Et Akhilleus aux pieds rapides lui répondit, plein de colère :
- O Apollôn, le plus funeste de tous les Dieux, tu m'as aveuglé en
m'écartant des murailles ! Sans doute, de nombreux Troiens auraient
encore mordu la terre avant de rentrer dans Ilios, et tu m'as enlevé une
grande gloire. Tu les as sauvés aisément, ne redoutant point ma
vengeance. Mais, certes, je me vengerais de toi, si je le pouvais !
Ayant ainsi parlé, il s'élança vers la ville, en méditant de grandes
actions, tel qu'un cheval victorieux qui emporte aisément un char dans
la plaine. Ainsi Akhilleus agitait rapidement ses pieds et ses genoux.
Et le vieux Priamos l'aperçut le premier, se ruant à travers la plaine,
et resplendissant comme l'étoile caniculaire dont les rayons éclatent
pami les astres innombrables de la nuit, et qu'on nomme le Chien d'Oriôn.

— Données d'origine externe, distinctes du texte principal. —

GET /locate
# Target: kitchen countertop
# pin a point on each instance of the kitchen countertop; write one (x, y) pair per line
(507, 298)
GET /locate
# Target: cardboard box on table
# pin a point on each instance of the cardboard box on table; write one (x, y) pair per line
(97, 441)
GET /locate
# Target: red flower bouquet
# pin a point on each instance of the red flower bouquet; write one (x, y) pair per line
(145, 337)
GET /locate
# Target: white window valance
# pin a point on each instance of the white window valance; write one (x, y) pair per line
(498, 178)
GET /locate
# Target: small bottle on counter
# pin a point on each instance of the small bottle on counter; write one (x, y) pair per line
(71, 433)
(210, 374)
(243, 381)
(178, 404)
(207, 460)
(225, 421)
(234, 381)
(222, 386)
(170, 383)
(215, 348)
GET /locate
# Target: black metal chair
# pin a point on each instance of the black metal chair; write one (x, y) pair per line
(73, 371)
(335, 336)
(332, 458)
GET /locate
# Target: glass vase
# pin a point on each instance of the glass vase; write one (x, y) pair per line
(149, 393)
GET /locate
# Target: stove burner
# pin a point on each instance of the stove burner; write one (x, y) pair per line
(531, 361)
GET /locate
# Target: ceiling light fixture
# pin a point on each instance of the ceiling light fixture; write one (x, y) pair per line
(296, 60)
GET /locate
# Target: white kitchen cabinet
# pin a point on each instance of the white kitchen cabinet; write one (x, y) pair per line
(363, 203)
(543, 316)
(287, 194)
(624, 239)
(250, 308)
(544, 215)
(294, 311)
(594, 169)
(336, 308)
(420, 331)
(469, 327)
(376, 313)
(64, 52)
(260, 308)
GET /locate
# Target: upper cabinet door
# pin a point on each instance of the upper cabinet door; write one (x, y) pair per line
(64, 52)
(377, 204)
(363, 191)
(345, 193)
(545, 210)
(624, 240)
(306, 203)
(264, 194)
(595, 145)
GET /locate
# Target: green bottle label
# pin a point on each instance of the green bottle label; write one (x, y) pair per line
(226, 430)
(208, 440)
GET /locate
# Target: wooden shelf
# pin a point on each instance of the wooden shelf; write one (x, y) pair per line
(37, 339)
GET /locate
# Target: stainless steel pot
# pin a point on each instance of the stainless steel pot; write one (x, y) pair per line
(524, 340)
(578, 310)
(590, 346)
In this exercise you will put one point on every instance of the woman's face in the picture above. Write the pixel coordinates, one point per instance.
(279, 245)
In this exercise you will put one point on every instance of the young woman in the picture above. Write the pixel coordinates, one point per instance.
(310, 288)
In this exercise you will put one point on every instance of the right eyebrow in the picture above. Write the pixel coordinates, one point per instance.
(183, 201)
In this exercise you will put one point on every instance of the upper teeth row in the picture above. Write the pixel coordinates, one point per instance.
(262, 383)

Et c'est la plus éclatante des étoiles, mais c'est aussi un signe
funeste qui présage une fièvre ardente aux misérables hommes mortels. Et
l'airain resplendissait ainsi autour de la poitrine d'Akhilleus qui
accourait.
Et le vieillard se lamentait en se frappant la tête, et il levait ses
mains, et il pleurait, poussant des cris et suppliant son fils
bien-aimé. Et celui-ci était debout devant les portes, plein du désir de
combattre Akhilleus. Et le vieillard, les mains étendues, lui dit d'une
voix lamentable :
- Hektôr, mon fils bien-aimé, n'attends point cet homme, étant seul et
loin des tiens, de peur que, tué par le Pèléiôn, tu ne subisses ta
destinée, car il est bien plus fort que toi. Ah ! le misérable, que
n'est-il aussi cher aux Dieux qu'à moi ! Bientôt les chiens et les
oiseaux le dévoreraient étendu contre terre, et ma douleur affreuse
serait apaisée. De combien de braves enfants ne m'a-t-il point privé, en
les tuant, ou en les vendant aux îles lointaines ! Et je ne vois point,
au milieu des Troiens rentrés dans Ilios, mes deux fils Lykaôn et
Polydôros, qu'a enfantés Laothoè, la plus noble des femmes. S'ils sont
vivants sous les tentes, certes, nous les rachèterons avec de l'or et de
l'airain, car j'en ai beaucoup, et le vieux et illustre Altès en a
beaucoup donné à sa fille ; mais s'ils sont morts, leur mère et moi qui
les avons engendrés, nous les pleurerons jusque dans les demeures d'Aidès
! Mais la douleur de nos peuples sera bien moindre si tu n'es pas dompté
par Akhilleus. Mon fils, rentre à la hâte dans nos murs, pour le salut
des Troiens et des Troiennes. Ne donne pas une telle gloire au Pèléide,
et ne te prive pas de la douce vie. Aie pitié de moi, malheureux, qui
vis encore, et à qui le Père Zeus réserve une affreuse destinée aux
limites de la vieillesse, ayant vu tous les maux m'accabler : mes fils
tués, mes filles enlevées, mes foyers renversés, mes petits-enfants
écrasés contre terre et les femmes de mes fils entraînées par les mains
inexorables des Akhaiens ! Et moi-même, le dernier, les chiens mangeurs
de chair crue me déchireront sous mes portiques, après que j'aurai été
frappé de l'airain, ou qu'une lance m'aura arraché l'âme. Et ces chiens,
gardiens de mon seuil et nourris de ma table dans mes demeures, furieux,
et ayant bu tout mon sang, se coucheront sous mes portiques ! On peut
regarder un jeune homme percé de l'airain aigu et couché mort dans la
mêlée, car il est toujours beau, bien qu'il soit nu ; mais une barbe
blanche et les choses de la pudeur déchirées par les chiens, c'est la
plus misérable des destinées pour les misérables mortels.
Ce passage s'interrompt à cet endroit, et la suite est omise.